Almost 20 years after the federal government sued Columbus, alleging police routinely violated residents' civil rights, Columbus is facing more than two dozen complaints raising similar concerns, records show.
Documents also indicate that the city has paid more than $4 million to individuals who alleged civil rights violations over the past decade.
Recent police shootings have alarmed local clergy and activists, who want the city to train more officers on how to de-escalate potentially violent situations with people having mental health crises. They also want more police training for dealing with people with mental illness, and to have officers trained to recognize racial bias.
That includes police acknowledging that sometimes they make mistakes, said Ridley, who is black.
Democratic Columbus Mayor Andrew Ginther will address current community and police relations and the city's high homicide rate at a Wednesday news conference, said spokeswoman Robin Davis. With 109 killings to date, Columbus could be on track to exceed its previous record of 139.
Columbus has largely been spared the unrest seen elsewhere following police shootings of blacks, but the department is under increased scrutiny following a series of fatal encounters.
Those include last year's shooting of 13-year-old Tyre King as officers responded to reports of an armed robbery. Police said the boy pulled what looked like a real gun, but was later determined to be a BB gun from his waistband during a confrontation with officers.
Among the 26 currently pending lawsuits reviewed by The Associated Press:
— The estate of 23-year-old Henry Green, who was fatally shot by two police officers who said he opened fire on them last year, alleges wrongful death, civil rights violations, constitutional violations and racial discrimination. Green was black. The officers are white.
— A woman claims that Columbus police shot and mortally wounded her brother, Kareem Ali Nadir Jones, who was black, without justification and then conspired to provide misleading information about the July 7 confrontation. Columbus police say two officers saw the 30-year-old Jones walking between cars and behaving erratically.

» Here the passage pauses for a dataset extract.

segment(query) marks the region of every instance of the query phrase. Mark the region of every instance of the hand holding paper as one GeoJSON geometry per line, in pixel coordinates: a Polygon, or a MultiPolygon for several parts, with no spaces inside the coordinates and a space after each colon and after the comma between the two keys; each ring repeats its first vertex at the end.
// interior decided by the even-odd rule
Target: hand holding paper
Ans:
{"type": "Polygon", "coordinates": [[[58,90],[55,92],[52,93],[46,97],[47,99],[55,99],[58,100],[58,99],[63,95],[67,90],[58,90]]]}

— Attorneys for Timothy Davis say officers at the scene of his Sept. 1 arrest inside a convenience store shielded fellow officers attacking Davis to keep witnesses from seeing him being punched and kicked, and tried to cover up what happened by falsely claiming Davis put them in harm. Davis is black; the lawsuit doesn't indicate the race of the officers, but says the department doesn't properly investigate police use of force against blacks.

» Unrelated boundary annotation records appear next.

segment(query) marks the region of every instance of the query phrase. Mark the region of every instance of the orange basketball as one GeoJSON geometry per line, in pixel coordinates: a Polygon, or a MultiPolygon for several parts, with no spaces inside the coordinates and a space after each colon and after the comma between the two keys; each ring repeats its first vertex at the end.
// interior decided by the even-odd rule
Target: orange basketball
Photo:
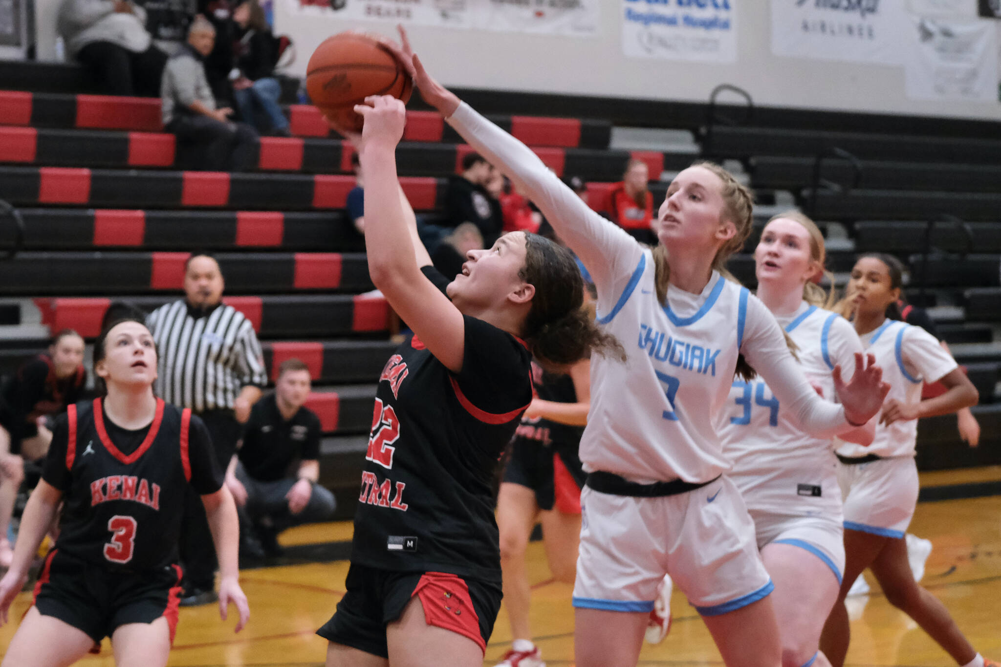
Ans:
{"type": "Polygon", "coordinates": [[[342,32],[316,47],[306,65],[306,92],[337,127],[361,131],[354,112],[369,95],[392,95],[404,103],[413,81],[384,46],[366,35],[342,32]]]}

After prodding from Ridley and other pastors, Columbus agreed last week to meet a goal of training one out of every two current officers in how to deal with people having mental health crises by 2020, according to an Oct. 24 letter from Ginther. All recruits already receive such training, called Crisis Intervention Training.
The city also is submitting its training plans for dealing with mentally ill individuals to an international police association for review, the letter said.
A federal judge in 2002 dismissed a Justice Department's 1999 lawsuit against Columbus after the city made changes on the use of police force and handling of complaints against officers.